CHAPITRE TREIZIÈME
PETITE-SECOUSSE N'EST PAS MORTE!
Les journées qui suivirent l'enterrement de Bérénice, je les donnai avec une ponctualité en quelque sorte machinale aux devoirs de mon nouvel état. Mais déjà il ne m'était plus qu'une passion refroidie, un casier de mon intelligence. Et ce pays aussi, que j'avais dû orner de toutes mes émotions pour m'en faire un séjour utile, maintenant que j'allais le quitter n'avait plus pour mon âme d'impériosité.

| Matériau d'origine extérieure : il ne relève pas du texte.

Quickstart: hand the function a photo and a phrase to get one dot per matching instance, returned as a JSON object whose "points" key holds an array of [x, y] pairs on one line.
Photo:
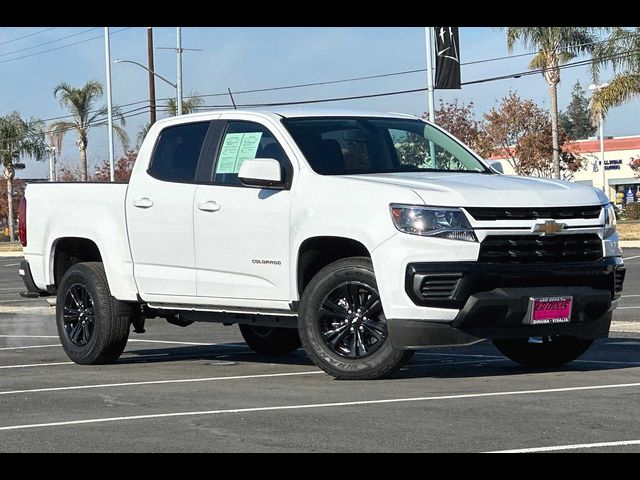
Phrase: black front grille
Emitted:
{"points": [[540, 249], [618, 279], [481, 213], [439, 286]]}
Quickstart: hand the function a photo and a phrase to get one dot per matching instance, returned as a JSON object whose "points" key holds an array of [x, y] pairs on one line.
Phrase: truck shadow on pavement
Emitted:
{"points": [[482, 360]]}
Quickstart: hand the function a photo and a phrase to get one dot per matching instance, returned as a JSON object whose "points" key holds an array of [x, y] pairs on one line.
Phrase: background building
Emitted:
{"points": [[623, 185]]}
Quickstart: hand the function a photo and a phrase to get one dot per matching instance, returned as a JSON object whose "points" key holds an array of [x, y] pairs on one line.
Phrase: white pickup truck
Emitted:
{"points": [[363, 236]]}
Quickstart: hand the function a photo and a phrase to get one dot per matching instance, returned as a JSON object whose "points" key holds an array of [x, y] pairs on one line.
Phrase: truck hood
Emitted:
{"points": [[488, 190]]}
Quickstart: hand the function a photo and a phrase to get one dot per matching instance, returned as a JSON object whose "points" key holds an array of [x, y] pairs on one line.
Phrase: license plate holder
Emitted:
{"points": [[549, 310]]}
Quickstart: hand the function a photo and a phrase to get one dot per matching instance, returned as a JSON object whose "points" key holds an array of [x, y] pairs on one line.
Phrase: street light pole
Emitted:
{"points": [[152, 83], [107, 52], [428, 33], [179, 67], [605, 187]]}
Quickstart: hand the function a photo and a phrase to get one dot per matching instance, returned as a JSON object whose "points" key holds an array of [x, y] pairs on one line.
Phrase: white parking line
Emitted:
{"points": [[457, 355], [577, 446], [30, 346], [28, 336], [315, 405], [36, 365], [158, 382], [171, 342]]}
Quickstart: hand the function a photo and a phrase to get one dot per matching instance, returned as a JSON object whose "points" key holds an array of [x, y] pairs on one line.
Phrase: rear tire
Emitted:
{"points": [[342, 326], [545, 353], [92, 325], [270, 341]]}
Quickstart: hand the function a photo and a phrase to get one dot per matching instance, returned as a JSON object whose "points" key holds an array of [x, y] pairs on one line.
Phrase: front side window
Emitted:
{"points": [[175, 157], [243, 141], [346, 145]]}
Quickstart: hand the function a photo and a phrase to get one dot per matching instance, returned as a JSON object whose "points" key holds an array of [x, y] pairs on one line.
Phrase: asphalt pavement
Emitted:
{"points": [[201, 389]]}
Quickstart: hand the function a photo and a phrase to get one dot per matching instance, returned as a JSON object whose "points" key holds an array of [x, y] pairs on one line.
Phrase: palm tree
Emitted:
{"points": [[189, 105], [555, 46], [18, 138], [142, 133], [81, 104], [622, 52]]}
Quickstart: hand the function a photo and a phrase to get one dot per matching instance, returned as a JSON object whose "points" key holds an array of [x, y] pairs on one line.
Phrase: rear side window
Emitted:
{"points": [[175, 157]]}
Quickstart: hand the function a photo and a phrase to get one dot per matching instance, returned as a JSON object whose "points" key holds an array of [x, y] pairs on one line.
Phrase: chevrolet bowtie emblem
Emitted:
{"points": [[549, 227]]}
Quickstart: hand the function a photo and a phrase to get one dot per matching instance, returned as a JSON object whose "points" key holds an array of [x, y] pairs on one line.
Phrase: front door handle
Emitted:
{"points": [[143, 203], [209, 206]]}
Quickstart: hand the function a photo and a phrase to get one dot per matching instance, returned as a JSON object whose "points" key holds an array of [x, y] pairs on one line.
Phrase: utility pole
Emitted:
{"points": [[107, 54], [52, 163], [428, 33], [605, 188], [179, 62], [152, 83]]}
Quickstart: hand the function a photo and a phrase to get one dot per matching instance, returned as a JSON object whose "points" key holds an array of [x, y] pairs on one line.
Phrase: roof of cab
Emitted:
{"points": [[288, 112]]}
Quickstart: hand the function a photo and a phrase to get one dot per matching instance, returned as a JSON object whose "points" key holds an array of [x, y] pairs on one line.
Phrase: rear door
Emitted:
{"points": [[159, 209]]}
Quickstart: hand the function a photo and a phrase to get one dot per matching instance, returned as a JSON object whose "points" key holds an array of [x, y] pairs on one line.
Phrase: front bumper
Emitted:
{"points": [[492, 300]]}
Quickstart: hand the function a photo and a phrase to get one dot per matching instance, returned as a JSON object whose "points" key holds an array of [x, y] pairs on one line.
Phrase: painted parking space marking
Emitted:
{"points": [[30, 346], [159, 382], [131, 418], [29, 365], [576, 446]]}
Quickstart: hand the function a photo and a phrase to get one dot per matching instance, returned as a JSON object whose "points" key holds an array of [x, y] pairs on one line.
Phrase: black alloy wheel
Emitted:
{"points": [[351, 320], [79, 315]]}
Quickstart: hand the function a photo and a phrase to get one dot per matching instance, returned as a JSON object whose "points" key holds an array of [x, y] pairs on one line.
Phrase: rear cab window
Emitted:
{"points": [[175, 157]]}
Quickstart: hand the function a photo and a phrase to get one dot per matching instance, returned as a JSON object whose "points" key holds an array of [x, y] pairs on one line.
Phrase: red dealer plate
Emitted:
{"points": [[546, 310]]}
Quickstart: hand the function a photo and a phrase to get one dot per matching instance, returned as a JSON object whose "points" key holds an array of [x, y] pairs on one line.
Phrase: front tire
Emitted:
{"points": [[92, 325], [270, 341], [544, 352], [342, 326]]}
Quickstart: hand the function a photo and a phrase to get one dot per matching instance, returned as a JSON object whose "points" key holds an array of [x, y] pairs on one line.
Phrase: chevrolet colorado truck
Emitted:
{"points": [[361, 236]]}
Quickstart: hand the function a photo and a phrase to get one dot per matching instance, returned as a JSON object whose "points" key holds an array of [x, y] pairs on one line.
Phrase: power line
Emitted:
{"points": [[48, 42], [368, 77], [63, 46], [27, 36], [415, 90], [329, 82], [354, 97]]}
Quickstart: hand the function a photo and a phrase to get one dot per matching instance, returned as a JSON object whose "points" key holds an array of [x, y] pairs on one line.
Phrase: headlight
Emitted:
{"points": [[609, 220], [432, 221]]}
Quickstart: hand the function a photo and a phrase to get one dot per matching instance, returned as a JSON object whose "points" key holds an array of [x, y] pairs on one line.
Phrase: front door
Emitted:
{"points": [[159, 208], [242, 233]]}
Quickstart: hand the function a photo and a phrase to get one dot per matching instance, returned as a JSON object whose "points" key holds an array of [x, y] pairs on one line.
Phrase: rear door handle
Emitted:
{"points": [[143, 203], [209, 206]]}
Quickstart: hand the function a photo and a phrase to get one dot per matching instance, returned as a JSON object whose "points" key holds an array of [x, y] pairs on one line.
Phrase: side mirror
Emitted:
{"points": [[496, 165], [261, 172]]}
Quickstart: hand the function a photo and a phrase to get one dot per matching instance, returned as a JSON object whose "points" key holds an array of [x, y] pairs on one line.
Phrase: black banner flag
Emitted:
{"points": [[447, 58]]}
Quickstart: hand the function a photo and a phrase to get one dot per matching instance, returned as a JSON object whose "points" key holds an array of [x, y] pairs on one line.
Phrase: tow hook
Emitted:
{"points": [[138, 324]]}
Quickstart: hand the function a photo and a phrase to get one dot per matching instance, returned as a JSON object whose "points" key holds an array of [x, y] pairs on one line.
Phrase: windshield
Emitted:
{"points": [[356, 145]]}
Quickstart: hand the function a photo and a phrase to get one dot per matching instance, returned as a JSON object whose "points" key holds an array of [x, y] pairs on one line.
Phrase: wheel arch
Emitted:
{"points": [[315, 253], [66, 252]]}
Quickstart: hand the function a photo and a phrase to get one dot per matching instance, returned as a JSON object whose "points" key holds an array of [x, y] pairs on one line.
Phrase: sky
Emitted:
{"points": [[250, 58]]}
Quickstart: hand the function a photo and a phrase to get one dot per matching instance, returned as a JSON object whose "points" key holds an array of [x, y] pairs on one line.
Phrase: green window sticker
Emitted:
{"points": [[236, 148]]}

C'était en moi et hors de moi un profond silence. Il me semblait que le monde et mon moi se fussent figés. J'étais un bloc de glace sur une mer qui l'étreint en se congelant. Sur cette banquise lourde et monotone que je composais avec l'univers, seule glissait comme un nuage bas l'image de Petite-Secousse. Image gelée, elle-même! De nos causeries, je ne savais plus que ses longs silences; de sa sensualité, rien que ses touchantes torpeurs, et de son corps élégant, je ne revoyais aucun détail, mais seulement j'étais rempli de cette tristesse que m'avait donnée chacune de ses grâces quand je songeais qu'elles passeraient. De tant de gestes par où elle me toucha, un seul m'obsède: c'est quand, la veille de sa mort, ses yeux rencontrant mes yeux, elle pleura sans parler.
Ainsi passais-je des soirées, avant que le Parlement fût convoqué, à m'attendrir sur le triste sort de la jeune Bérénice, qui mourut d'avoir mis sa confiance en l'Adversaire.
Sitôt ma correspondance et autres besognes mises au net, de toutes les parties de mon âme montait une sorte de vapeur qui me voilait le monde extérieur. Sous cette tente métaphysique, je demeurais très avant dans la nuit à contempler la reine par qui me fut révélée la vie inconsciente, et sa vue, mieux qu'aucune encyclopédie, m'enseignait les lois de l'univers. Même il m'arriva d'être rappelé à la réalité par une douleur au coeur; alors je souriais de m'exalter à ce point pour celle qui ne fut en somme qu'un petit animal de femme assez touchante. Rien au monde pourtant ne m'inspira plus vive complaisance.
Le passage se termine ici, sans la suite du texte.